Engagement Weekend Pictures

2010 was a pretty major year in my life. Early in the year, I went through some pretty big changes. One thing that didn’t change was my passion for racing and being in the great outdoors. To those ends, I’d signed up for the Frontier Adventure Challenge, which was to be held at Deerhurst Resort near Huntsville. I had no room booked, and no team. Just going solo for the fun of it. I can honestly say there is no way I could have predicted what was in store. There was volunteer at that race. Her name? Deanna. I’d met her in 2006 at another race, and we’d gotten along well every time we’d hung out at races. She, along with her uncle and father, often helped out at these events. However, in the past, I’d obviously never made any passes or hit on her, just joked, talked, and got along. This time however, I thought I’d perhaps be a little more forward with her. We were both single, so why not? What’s the harm?

That night, after the awards, we both attended the same post-race party and flirted with each other and went for a nice evening stroll that stretched late into the night. Having nowhere to sleep, I walked Deanna back to her room, then promptly returned to my car for an uncomfortable, yet happy sleep in the passenger seat with all my stinky gear (all this alluded to in the original blog post from that race).

The next day, we spoke a little bit, and then I had to leave. I had just moved into my new house, and was still setting things up. Deanna was also helping out at the high-school race that day, so she was busy. However, some spark had started the previous night, and I was rather intrigued. So, on the way home, while stopped at Dixie Lee in Barry’s Bay, I tentatively texted her my email address and other info. I also innocently asked if she might like to visit me for a weekend (she lived in Toronto). To my surprise, she said yes the next day. Later I learned that her process was basically that she couldn’t find a good enough reason to say no, hence saying yes!

That first weekend almost didn’t happen, as she remembered some other plans that had been made, but a last-minute shuffling, and she was on a train to Ottawa. I was very nervous at the prospect, and spent most of the week trying to get the house in some sort of shape to accept guests that I’d like to make a favourable impression on. Painting, wiring, furniture, etc. All had to be done. All the while training, and chatting lots with Deanna via email and texts. During the visit, we started to get to know each other a lot better, and I did my best to cook nice meals and show her great things to keep her interest. Neither of us truly knew where it would go, but we had a lot of fun just being around each other. I believe the quote from her that weekend which will forever remain in my head is “If you treat me this well all the time, you’ll never get rid of me.” We laughed about that, but who would have guessed how prophetic it would prove to be!
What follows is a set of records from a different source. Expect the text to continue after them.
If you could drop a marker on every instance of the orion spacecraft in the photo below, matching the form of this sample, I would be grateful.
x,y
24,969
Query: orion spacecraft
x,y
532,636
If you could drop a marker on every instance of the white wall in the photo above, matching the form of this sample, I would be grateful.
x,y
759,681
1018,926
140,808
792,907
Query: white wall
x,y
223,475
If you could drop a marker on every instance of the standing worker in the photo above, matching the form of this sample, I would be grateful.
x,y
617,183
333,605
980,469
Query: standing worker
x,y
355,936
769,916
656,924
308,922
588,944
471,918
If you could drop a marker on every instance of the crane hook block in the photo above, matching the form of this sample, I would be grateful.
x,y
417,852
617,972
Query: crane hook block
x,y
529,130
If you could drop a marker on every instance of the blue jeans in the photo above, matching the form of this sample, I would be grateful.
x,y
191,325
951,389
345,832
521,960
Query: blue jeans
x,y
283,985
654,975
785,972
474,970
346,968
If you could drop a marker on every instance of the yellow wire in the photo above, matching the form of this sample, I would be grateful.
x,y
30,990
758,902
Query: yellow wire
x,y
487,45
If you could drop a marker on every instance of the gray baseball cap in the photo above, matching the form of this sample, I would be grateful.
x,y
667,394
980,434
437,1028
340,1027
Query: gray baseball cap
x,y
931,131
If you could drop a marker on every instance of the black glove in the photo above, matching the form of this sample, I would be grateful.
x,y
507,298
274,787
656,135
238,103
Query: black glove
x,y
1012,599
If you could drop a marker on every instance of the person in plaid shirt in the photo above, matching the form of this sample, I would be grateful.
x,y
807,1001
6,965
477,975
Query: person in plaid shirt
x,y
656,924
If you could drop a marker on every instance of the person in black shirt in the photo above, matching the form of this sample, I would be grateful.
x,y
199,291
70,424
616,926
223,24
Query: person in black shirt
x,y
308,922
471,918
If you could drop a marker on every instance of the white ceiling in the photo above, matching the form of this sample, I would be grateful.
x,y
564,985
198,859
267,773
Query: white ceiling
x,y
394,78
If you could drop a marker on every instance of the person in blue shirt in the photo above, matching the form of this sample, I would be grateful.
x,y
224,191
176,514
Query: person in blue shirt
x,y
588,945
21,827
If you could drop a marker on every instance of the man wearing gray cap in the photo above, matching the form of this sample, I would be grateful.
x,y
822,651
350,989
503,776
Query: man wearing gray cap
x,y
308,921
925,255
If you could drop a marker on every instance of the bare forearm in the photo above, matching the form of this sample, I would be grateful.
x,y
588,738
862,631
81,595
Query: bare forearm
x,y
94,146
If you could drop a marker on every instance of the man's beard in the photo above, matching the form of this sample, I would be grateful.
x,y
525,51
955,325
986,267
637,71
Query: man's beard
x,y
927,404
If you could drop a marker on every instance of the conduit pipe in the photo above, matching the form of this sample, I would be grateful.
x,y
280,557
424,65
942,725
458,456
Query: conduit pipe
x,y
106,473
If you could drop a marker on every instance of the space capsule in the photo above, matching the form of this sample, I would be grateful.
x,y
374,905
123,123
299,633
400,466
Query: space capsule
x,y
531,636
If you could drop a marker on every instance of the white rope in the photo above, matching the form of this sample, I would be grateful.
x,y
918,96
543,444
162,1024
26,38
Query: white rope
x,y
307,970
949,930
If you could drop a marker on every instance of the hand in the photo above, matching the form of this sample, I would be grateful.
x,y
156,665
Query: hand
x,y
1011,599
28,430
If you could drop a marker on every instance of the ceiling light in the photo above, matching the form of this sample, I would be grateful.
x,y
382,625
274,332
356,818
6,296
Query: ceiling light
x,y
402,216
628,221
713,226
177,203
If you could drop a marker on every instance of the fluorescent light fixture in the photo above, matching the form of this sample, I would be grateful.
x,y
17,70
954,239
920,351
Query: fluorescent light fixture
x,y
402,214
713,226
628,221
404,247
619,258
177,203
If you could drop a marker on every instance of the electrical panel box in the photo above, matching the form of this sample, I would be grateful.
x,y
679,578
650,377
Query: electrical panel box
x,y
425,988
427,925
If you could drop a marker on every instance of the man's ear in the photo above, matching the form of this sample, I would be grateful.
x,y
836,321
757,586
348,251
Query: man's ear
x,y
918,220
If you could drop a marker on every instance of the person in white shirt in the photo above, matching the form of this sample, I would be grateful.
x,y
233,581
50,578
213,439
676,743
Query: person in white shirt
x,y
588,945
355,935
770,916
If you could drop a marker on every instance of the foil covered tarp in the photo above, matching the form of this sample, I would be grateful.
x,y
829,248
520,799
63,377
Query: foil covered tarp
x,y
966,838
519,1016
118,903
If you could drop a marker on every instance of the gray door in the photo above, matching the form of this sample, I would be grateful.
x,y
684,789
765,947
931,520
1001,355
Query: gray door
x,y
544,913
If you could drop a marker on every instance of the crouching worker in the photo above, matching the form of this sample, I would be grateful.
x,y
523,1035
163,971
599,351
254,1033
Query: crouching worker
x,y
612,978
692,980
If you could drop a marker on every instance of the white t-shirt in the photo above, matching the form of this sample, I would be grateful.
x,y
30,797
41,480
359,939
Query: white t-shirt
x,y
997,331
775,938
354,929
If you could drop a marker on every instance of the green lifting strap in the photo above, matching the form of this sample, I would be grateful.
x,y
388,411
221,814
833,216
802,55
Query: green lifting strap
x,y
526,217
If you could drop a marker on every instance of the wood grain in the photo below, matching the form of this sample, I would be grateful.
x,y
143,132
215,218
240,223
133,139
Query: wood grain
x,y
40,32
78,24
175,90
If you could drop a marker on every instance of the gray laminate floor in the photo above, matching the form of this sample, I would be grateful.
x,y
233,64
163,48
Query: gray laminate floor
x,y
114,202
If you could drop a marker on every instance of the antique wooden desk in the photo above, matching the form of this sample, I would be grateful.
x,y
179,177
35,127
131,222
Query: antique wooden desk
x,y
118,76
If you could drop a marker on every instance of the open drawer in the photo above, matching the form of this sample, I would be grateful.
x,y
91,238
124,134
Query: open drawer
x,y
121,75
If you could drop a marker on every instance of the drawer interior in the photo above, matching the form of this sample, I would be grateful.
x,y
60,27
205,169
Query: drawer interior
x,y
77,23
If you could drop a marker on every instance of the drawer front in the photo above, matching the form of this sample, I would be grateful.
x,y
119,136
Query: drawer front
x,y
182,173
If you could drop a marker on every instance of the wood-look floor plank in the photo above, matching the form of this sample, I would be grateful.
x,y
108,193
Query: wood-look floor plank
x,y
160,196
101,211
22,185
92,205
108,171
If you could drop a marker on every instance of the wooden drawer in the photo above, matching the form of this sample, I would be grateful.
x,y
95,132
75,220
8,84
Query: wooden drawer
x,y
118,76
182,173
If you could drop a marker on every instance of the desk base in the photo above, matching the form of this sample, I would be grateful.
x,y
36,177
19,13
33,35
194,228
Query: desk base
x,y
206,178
Over the course of the next few months the fun and happiness only grew greater every time we saw each other. When we were apart, we kept in constant contact through emails, instant messages, Skype video calls, phone calls, etc. etc. It didn’t take long for both of us to hate the time apart, and when a weekend would pass where we weren’t together, something was clearly missing. In fact, to try and make things work even better, I negotiated an arrangement at work whereby I could work from the Toronto office for 1 week per month starting in the fall.

Of course, even that quickly became not enough. We knew we were bound to be together and that we both wanted to accelerate that process. As such, Deanna took the big plunge and started looking for work in Ottawa. Although there was some discussion, it was agreed that this was the best option, as our lifestyle was more suited to Ottawa than Toronto on the whole. I couldn’t overlook the fact that she was making a large change for me, and could only hope that this was the right decision!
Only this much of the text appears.